SEATTLE (Oil Monster): Oil prices fell about 2% to a two-week low on Monday as news of surging interest in Chinese startup DeepSeek's low-cost artificial intelligence (AI) model prompted concerns over energy demand to power data centers.
Before the news of DeepSeek broke, oil was already trading lower on weak economic data from China and worries that U.S. President Donald Trump's proposed tariffs could further pressure economic growth and energy demand.

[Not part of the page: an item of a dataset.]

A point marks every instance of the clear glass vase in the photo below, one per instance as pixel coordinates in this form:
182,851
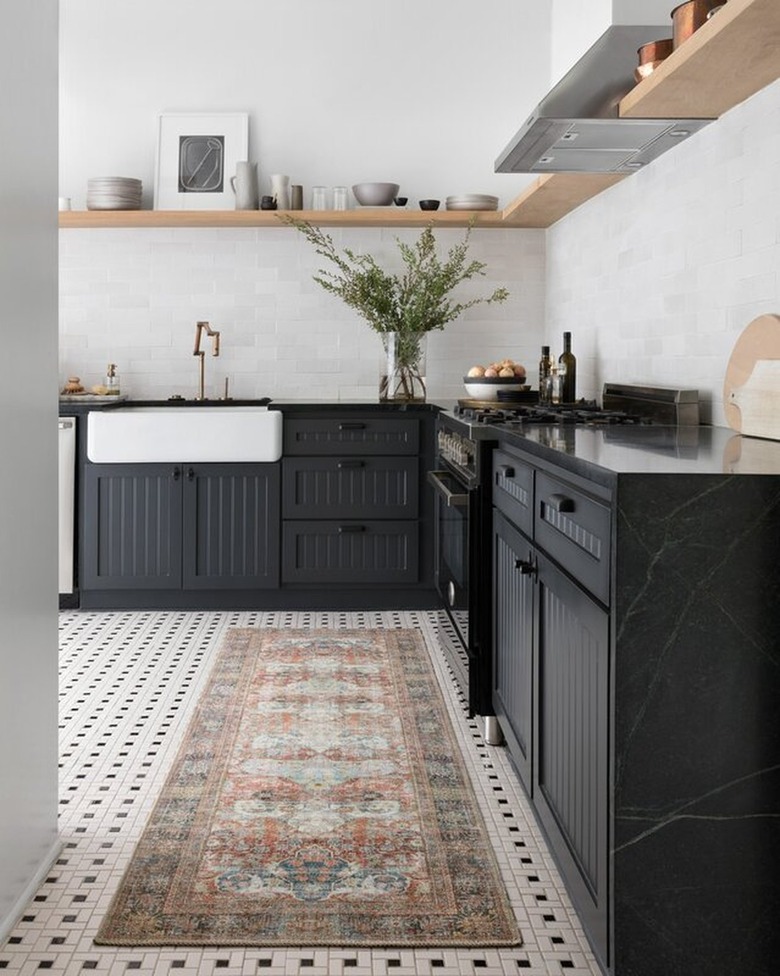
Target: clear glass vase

Brent futures fell $1.42, or 1.8%, to settle at $77.08 a barrel, while U.S. West Texas Intermediate (WTI) crude ended $1.49, or 2.0%, lower at $73.17.
Brent closed at its lowest since Jan. 9 and WTI at its lowest since Jan. 2.
Chinese startup DeepSeek's AI Assistant overtook U.S. rival ChatGPT to become the top-rated free application available on Apple's App Store in the U.S. That fed doubts among investors who have poured money into U.S. energy firms hoping AI would drive demand for energy to power data centers.
"The DeepSeek model is (reported to be) more energy and capital efficient, which calls into question the significant electric demand projections for the U.S.," analysts at Jefferies, an investment bank, said in a report, noting AI represents about 75% of overall U.S. demand forecasts through 2030-2035 in most projections.
"It is still early to draw conclusions on the outlook in the immediate aftermath of DeepSeek, but the 20%(-plus) YTD (year-to-date) rally in power companies looks exposed," Jefferies said.
In other news from China, the world's second biggest economy behind the U.S., manufacturing data was weaker than expected, adding fresh concerns over energy demand.
"The weak readings highlight the need for more policy efforts to stabilize economic growth," analysts at Citibank said in a report.